Er grinst von einem Mundwinkel zum anderen. "Doch, schon. Ist aber mein zweiter Vorname. Der erste ist ..." Er bedeutet mir mit dem Zeigefinger näher zu kommen und flüstert mir ins Ohr: "Sören. Und wegen Lucas, das hier soll dir Glück bringen", sagt er und gibt mir einen Kuss auf die Wange. "Bis morgen."


Das warme Wohlgefühl von heute Morgen setzt wieder ein und hält bis zu Hause an, trotz der vielen Nadeln, mit denen die Furcht vor Lucas' Reaktion Löcher in die bunten Glücksbläschen sticht, die um mich herum schweben.
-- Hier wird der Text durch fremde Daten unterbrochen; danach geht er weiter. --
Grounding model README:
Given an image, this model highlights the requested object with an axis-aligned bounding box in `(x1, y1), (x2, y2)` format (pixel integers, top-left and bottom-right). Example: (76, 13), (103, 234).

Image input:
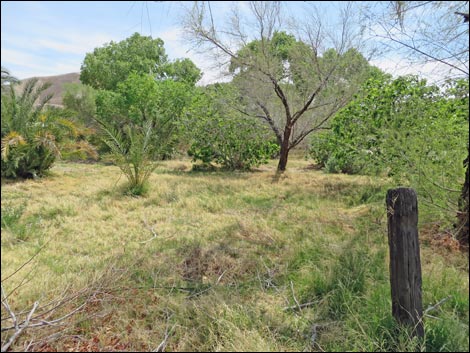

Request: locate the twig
(282, 301), (318, 311)
(423, 295), (452, 317)
(153, 314), (176, 352)
(1, 284), (18, 331)
(139, 218), (158, 244)
(290, 281), (302, 311)
(2, 302), (39, 352)
(2, 303), (86, 332)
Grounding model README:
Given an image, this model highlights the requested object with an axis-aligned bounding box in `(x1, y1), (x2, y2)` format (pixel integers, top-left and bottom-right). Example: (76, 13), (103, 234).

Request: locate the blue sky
(1, 1), (466, 83)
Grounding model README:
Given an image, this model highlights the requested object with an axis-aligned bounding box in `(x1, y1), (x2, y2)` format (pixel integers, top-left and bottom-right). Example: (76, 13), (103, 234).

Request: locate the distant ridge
(19, 72), (80, 106)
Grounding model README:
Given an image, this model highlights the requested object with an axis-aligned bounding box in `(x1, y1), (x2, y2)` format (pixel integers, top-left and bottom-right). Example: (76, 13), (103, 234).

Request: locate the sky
(1, 1), (466, 84)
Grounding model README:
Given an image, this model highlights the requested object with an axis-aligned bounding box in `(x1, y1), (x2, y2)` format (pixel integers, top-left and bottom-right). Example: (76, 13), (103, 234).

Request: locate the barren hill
(20, 72), (80, 106)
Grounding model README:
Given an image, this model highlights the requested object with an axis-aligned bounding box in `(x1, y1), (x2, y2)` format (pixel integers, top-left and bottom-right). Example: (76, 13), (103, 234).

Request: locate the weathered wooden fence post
(386, 188), (424, 337)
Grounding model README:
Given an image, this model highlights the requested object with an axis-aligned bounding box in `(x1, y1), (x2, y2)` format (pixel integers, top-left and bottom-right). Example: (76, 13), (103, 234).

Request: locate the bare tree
(184, 1), (369, 171)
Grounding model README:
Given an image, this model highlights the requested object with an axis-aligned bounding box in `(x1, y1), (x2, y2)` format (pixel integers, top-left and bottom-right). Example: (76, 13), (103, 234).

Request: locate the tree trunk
(386, 188), (424, 337)
(277, 126), (292, 172)
(457, 147), (470, 249)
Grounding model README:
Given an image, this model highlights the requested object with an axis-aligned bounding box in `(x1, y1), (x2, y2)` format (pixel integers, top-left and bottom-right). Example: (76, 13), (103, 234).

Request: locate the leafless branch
(2, 302), (39, 352)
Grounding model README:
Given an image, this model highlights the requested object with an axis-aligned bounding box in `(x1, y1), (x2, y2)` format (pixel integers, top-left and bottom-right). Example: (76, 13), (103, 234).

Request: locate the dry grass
(1, 159), (468, 351)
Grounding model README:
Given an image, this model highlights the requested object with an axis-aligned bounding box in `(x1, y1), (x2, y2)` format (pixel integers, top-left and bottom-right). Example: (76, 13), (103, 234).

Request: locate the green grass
(1, 159), (469, 351)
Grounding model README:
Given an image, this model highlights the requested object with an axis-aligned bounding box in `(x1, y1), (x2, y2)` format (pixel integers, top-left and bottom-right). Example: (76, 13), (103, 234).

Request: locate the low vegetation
(1, 159), (469, 351)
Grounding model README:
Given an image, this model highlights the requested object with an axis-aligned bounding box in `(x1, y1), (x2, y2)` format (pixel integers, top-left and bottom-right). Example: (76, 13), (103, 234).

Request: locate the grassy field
(1, 159), (469, 351)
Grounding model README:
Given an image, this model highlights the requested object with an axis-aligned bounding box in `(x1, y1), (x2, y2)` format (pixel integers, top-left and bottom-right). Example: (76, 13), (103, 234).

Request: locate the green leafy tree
(96, 73), (175, 195)
(80, 33), (168, 91)
(80, 33), (202, 91)
(186, 2), (369, 171)
(183, 84), (279, 170)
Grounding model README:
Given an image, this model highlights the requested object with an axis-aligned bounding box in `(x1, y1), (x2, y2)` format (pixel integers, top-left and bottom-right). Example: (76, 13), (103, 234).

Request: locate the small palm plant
(1, 70), (97, 178)
(97, 119), (164, 196)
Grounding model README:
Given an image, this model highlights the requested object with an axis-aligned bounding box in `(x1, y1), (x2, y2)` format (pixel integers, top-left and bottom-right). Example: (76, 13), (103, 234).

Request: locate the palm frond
(2, 131), (26, 161)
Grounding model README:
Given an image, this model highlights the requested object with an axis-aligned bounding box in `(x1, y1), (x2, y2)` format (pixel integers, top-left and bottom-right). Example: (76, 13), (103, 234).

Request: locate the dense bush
(184, 85), (279, 170)
(311, 75), (468, 224)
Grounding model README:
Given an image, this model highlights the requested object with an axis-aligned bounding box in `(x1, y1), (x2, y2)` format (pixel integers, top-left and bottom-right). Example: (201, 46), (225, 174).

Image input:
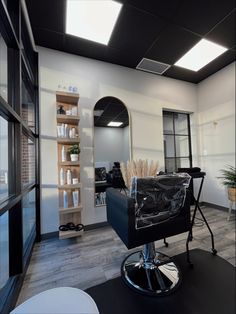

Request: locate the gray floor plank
(18, 207), (236, 304)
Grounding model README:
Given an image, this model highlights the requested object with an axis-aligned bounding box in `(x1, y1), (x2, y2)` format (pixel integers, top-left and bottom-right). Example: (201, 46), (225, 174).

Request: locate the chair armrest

Und so kommt es, dass ich auf der Strecke vom Parkplatz zum Wohnheim gegen jemanden pralle, der unerwartet schnell um die Ecke geschossen kommt. Im Laufen dreht sich derjenige um, schickt ein "Sorry" in meine Richtung und geht weiter seines Weges. Das Gesicht, das von der Straßenlaterne kurz beleuchtet wurde, kommt mir bekannt vor, nur woher?

"Du siehst aus, als hättest du einen Geist gesehen", empfängt Leah mich vor der Tür zum Gemeinschaftsraum.

"Nein, kein Geist. Nur jemand, den ich kenne. Wenn ich nur wüsste … Kim!"

"Kim?", fragt Kristin aus dem Zimmer.

"Wer ist Kim?", kommt es von Basti und Jonna gleichzeitig.

"Kein Geist", mokiert sich Leah.

"Kein Geist", lache ich laut. "Kim ist ein Typ aus meiner Lerngruppe, der immer zu spät kommt und zu früh geht. Er spricht kaum, außer wenn es ums Fachliche geht und … bis heute habe ich ihn noch nie nach sechzehn Uhr auf dem Campus gesehen. Er ist irgendwie merkwürdig ..."

"Ist er süß?", fragt Jonna und leckt einen Teelöffel ab.

Hm … Ist er süß? "Ja", nicke ich langsam und lasse mich auf die Couch fallen, während die anderen es sich um mich herum bequem machen und auf die Neuigkeiten des Tages warten. Gerade als ich ihnen von Oles Entlassung berichten will, klingelt es an der Tür.

"Das ist bestimmt dieser Kim", grinst Basti und eilt hin. Es dauert ein paar Sekunden, dann hört man, wie die Tür wieder geschlossen wird, und er kommt zurück. Sein Grinsen ist einem Stirnrunzeln gewichen. "Markus", sagt er tonlos, "es ist für dich."